— Женские капризы, — сказал Гарик. — Целый час до обеда донимала меня — мол, скажи: кого ты тогда ночью увидел на чердаке? Ну, когда я грохнулся с лестницы… Потом привязалась к Сороке, но от него много не узнаешь…

— Кто же это все-таки был? — поинтересовался Сережа.

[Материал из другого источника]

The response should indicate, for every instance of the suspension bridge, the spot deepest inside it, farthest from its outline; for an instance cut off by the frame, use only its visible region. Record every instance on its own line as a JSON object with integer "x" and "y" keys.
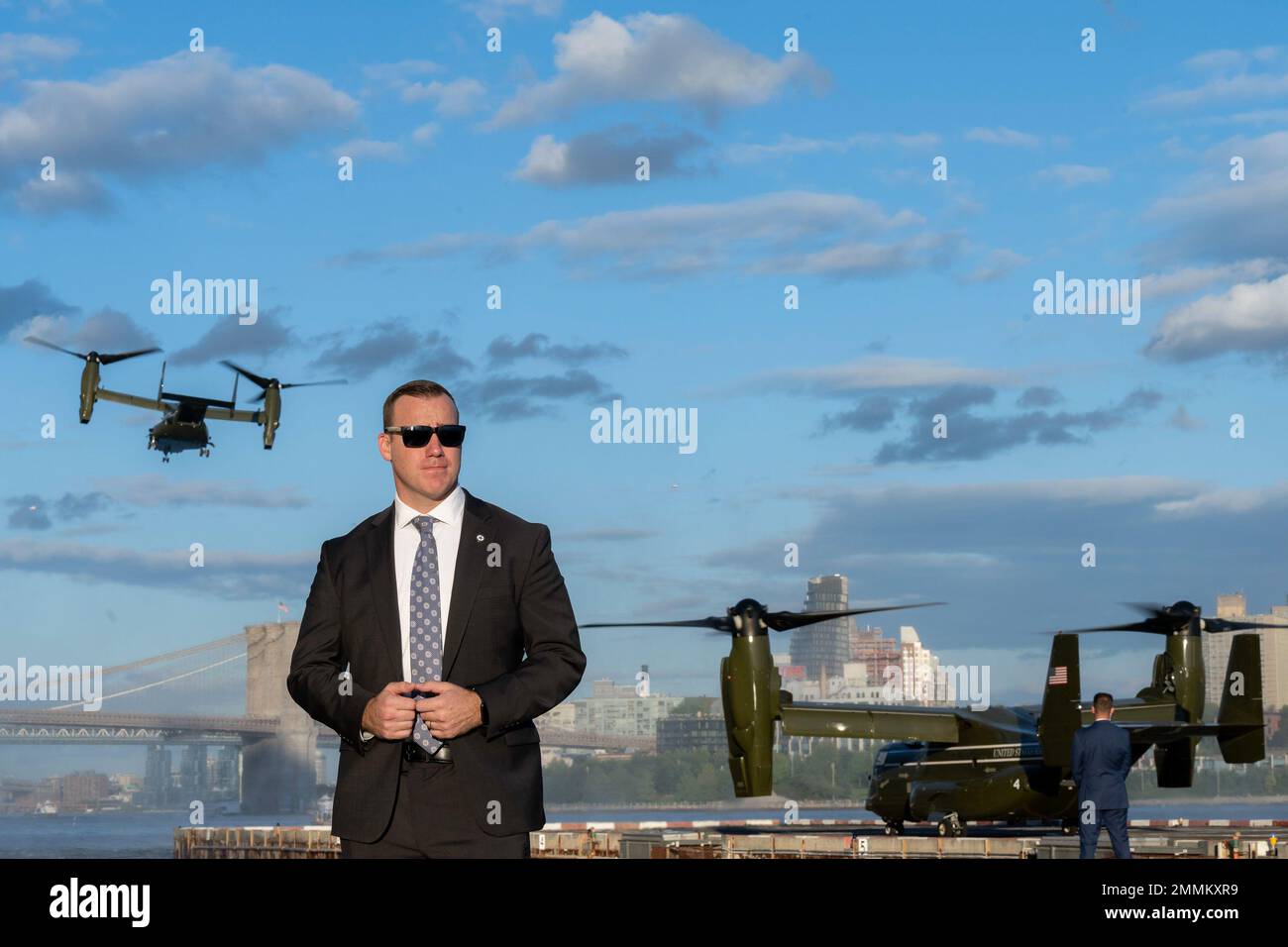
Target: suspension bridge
{"x": 230, "y": 692}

— Будь хоть сам черт рогатый, я бы его за козлиную бороду приволок к костру и показал вам, — ответил Гарик. — Я же говорю, ничего не понял: кто-то здоровенный, лохматый вышиб из рук фонарик, и я… загремел вниз!

— Не медведь же поселился у нас на чердаке? — не отставал Сережа.

— Мамонт! — стал злиться Гарик. — А может, саблезубый тигр!

— Скорее всего летающий ящер, — в тон ему ответил Сережа.

— Пойдем, я тебе покажу… этого таинственного зверя, — сказал Сорока. Он сидел на пне и прилаживал к бамбуковому колену разборной удочки бронзовую втулку-соединение. Это Алена сегодня утром сломала. Сказала, что у нее клюнул громадный лещ, а когда стала подводить его к лодке, рванулся в лопушины и сломал удочку, как раз в том месте, где соединяются два средних колена. Гарик было усомнился насчет леща, заметив, что это мог быть просто зацеп, на что Алена резко ответила, что в отличие от некоторых она никогда не врет… А после и принялась дотошно выяснять у Гарика: кого же он все-таки обнаружил ночью на чердаке?..

— Ты полагаешь, что… гм… зверь сидит там на жердочке и дожидается нас? — насмешливо спросил Гарик.

— Не сидит, а висит, — уточнил Сорока.

— Давайте поймаем, — предложил Сережа, вскакивая со скамейки. — Я знаю, кто на тебя напал: огромный филин!

— Ну а дальше? — спросил Сорока.

— Что дальше? — не понял Сережа.

— Допустим, поймаешь филина, а дальше что?

— Интересно!

— А филину совсем неинтересно быть пойманным, — сказал Сорока.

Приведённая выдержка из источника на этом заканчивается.